How Do Single Jewish Women Stay Inspired?

30 05 2010

Excerpted from Rebbetzin Tziporah Heller’s Question and Answer series on Naaleh.com

visaQuestion:I constantly hear women asking how to keep inspired on Shabbat and Yom Tov when they have to meet the physical demands of marriage and a young family. I know so many single women, myself included, who would love to be married. We have ample free time to learn and daven but Yiddishkeit is built around the family. It is heartbreaking to be alone at these times. Even if I do get invited out, it’s still not my own family no matter how nice the hosts are. I know we have to have bitachon and accept that this is what Hashem wants at this time. Can you offer any other words of inspiration or encouragement?

Answer:
When someone complains about something you personally don’t have, it’s like a dagger in your heart. When a childless woman hears a mother griping about her baby, or when a man who is unemployed listens to people complaining about the crowding on commuter trains, or when someone who is breaking his head over gemara and is just not getting it, hears people discussing the cons of an exclusive yeshiva or kollel, it’s not easy.

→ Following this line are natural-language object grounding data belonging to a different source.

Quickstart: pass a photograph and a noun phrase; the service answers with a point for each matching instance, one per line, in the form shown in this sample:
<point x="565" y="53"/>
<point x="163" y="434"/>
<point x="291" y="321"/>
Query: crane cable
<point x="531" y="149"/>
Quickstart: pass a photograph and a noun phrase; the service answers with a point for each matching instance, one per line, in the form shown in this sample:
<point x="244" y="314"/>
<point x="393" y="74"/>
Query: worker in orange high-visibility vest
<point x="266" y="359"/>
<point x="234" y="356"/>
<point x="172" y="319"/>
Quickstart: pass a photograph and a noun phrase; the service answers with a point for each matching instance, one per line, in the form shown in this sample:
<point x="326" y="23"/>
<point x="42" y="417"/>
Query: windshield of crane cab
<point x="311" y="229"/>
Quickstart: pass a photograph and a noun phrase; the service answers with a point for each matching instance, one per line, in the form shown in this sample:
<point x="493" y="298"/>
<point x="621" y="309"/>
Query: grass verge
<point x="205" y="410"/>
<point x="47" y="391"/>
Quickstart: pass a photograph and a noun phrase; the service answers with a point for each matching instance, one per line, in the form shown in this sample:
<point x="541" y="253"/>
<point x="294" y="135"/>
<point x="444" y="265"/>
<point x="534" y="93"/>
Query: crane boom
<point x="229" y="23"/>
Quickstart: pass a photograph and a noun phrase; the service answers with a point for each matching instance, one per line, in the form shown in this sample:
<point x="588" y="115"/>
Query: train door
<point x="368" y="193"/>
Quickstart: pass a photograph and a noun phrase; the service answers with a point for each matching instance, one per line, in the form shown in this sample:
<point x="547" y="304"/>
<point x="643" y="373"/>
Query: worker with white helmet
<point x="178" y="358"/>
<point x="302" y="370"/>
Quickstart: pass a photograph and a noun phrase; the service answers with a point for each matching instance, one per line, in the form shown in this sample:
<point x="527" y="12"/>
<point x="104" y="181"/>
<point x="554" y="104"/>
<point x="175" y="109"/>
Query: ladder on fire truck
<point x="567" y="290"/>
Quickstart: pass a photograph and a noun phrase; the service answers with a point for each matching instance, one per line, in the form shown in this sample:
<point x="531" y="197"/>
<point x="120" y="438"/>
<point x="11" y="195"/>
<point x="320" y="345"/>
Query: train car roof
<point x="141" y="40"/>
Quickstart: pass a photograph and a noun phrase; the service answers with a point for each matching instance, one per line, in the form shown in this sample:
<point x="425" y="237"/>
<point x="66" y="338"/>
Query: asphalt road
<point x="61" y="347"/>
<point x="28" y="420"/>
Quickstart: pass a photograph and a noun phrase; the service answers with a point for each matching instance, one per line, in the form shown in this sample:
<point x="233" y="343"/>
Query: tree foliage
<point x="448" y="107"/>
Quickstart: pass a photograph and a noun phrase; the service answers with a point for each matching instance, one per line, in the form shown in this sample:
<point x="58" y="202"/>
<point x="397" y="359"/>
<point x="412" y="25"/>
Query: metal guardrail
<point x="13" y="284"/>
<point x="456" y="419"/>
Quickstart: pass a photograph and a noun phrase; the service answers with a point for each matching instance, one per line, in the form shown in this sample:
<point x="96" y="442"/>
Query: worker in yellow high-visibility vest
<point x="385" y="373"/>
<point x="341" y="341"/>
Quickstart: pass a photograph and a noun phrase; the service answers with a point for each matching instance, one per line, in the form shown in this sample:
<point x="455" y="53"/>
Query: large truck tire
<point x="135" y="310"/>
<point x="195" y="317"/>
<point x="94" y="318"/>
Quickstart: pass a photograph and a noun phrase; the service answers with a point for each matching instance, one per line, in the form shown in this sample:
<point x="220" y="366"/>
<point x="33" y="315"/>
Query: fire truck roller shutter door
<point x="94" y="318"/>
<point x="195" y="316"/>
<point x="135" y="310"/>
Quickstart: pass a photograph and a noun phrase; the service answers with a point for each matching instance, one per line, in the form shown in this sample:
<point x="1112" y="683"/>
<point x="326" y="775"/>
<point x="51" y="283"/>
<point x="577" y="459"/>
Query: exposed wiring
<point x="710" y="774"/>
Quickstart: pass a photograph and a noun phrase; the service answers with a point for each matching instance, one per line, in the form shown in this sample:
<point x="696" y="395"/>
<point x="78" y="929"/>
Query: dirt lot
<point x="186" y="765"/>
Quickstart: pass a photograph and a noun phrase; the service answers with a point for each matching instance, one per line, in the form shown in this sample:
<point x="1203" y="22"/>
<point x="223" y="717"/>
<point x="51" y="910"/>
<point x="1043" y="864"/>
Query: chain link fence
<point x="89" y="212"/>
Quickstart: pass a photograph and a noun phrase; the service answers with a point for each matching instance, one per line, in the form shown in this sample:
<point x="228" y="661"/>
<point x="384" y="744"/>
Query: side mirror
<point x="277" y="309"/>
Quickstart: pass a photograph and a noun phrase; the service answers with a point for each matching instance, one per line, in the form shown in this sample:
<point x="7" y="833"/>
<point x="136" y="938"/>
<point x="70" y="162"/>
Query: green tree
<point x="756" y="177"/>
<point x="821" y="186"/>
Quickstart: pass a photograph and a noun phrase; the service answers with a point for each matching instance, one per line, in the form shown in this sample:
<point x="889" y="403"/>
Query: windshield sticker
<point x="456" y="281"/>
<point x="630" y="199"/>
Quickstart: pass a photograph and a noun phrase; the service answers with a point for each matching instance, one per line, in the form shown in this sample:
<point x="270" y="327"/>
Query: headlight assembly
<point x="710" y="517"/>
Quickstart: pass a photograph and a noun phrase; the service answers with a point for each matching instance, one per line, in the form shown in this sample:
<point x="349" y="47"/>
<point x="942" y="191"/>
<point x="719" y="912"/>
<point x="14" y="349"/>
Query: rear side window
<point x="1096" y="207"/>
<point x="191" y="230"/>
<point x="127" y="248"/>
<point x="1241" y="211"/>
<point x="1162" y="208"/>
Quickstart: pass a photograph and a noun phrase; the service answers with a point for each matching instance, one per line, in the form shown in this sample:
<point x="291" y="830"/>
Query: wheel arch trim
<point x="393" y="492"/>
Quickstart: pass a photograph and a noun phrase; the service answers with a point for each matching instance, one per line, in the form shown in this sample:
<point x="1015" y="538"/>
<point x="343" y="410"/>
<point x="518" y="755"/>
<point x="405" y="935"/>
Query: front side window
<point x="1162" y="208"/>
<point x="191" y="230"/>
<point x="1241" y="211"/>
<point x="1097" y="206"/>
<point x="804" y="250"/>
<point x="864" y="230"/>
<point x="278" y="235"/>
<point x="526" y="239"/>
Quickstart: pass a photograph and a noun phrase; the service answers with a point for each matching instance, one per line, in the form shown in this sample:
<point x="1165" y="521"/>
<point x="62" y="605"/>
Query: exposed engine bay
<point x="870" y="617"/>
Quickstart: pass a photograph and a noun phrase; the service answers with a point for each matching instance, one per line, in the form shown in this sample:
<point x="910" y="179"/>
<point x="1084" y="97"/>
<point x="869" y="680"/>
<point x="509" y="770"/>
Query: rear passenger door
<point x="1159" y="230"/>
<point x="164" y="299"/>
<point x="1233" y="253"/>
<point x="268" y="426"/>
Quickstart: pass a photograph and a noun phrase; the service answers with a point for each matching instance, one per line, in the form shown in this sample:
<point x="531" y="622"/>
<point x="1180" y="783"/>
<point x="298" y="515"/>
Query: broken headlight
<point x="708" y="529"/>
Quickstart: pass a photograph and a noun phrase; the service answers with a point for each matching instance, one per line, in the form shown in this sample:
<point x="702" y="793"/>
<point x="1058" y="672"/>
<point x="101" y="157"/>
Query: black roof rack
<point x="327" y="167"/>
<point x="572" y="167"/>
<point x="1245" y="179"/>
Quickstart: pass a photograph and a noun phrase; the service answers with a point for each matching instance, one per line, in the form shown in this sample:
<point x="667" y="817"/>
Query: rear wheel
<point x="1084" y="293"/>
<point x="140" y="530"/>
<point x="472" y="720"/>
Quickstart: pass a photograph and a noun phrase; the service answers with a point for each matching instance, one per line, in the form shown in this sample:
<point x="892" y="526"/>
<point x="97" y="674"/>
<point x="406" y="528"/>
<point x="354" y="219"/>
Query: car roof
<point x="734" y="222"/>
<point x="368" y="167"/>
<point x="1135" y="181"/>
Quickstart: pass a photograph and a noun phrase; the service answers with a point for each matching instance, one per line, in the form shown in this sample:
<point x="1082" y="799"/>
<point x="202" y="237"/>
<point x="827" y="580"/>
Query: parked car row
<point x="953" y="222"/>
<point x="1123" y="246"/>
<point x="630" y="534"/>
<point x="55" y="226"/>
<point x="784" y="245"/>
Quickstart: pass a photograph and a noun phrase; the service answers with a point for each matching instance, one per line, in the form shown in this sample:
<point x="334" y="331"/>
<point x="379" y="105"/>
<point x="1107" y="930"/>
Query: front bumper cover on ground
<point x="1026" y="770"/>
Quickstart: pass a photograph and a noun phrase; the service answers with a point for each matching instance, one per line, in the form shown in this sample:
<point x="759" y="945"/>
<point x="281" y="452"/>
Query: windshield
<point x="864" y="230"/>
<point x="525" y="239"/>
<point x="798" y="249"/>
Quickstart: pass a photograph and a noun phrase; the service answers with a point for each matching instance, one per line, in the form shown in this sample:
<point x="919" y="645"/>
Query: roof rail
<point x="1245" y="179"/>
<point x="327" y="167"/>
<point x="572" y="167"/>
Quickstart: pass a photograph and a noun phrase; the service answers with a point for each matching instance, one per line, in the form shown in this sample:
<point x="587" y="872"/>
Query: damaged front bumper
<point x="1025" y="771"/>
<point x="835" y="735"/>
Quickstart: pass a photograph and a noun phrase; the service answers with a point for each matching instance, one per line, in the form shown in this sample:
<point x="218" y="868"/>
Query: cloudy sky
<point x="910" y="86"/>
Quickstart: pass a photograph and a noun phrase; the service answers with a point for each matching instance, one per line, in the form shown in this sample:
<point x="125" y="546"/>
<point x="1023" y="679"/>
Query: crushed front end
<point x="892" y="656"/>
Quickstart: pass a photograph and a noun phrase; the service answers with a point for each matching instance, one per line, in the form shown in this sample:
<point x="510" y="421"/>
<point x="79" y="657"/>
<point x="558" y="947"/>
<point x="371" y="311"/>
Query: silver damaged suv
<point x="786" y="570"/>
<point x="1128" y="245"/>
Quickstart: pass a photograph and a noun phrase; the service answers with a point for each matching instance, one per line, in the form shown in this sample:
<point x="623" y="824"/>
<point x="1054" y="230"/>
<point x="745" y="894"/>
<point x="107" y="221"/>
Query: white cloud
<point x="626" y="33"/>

However, the problem here is really kinah, emotional dishonesty. Nobody knows what their purpose is in life is and what the moment holds. Someone else’s tools will not get you closer to your mission in life. If you’re single and Divine Providence led you to live far away from your family, then accept this as Hashem’s will and use the opportunity to develop yourself inwardly. Attaining a higher level of bitachon may be your entire purpose of living. Of course you can counter that your situation is unsatisfactory. Your feelings are completely natural, but call it by its right name, which is kinah. Accept that life is a process and it takes a long time to get past this midda. In fact, many people never succeed.
How do you begin? The Ibn Ezra tells a parable about a country yokel who went to the big city one day and caught sight of the princess during a parade. Would the yokel ever consider the princess his bashert? Of course not, because she lives in an entirely different world than he does. The Ibn Ezra says each person is a complete universe unto himself. No one else’s world has anything to do with your world. Look at your own universe and see what it offers. Open your eyes to the courage, self sufficiency, and deveikut that you could potentially develop and realize that for the moment this indeed is where you should be going.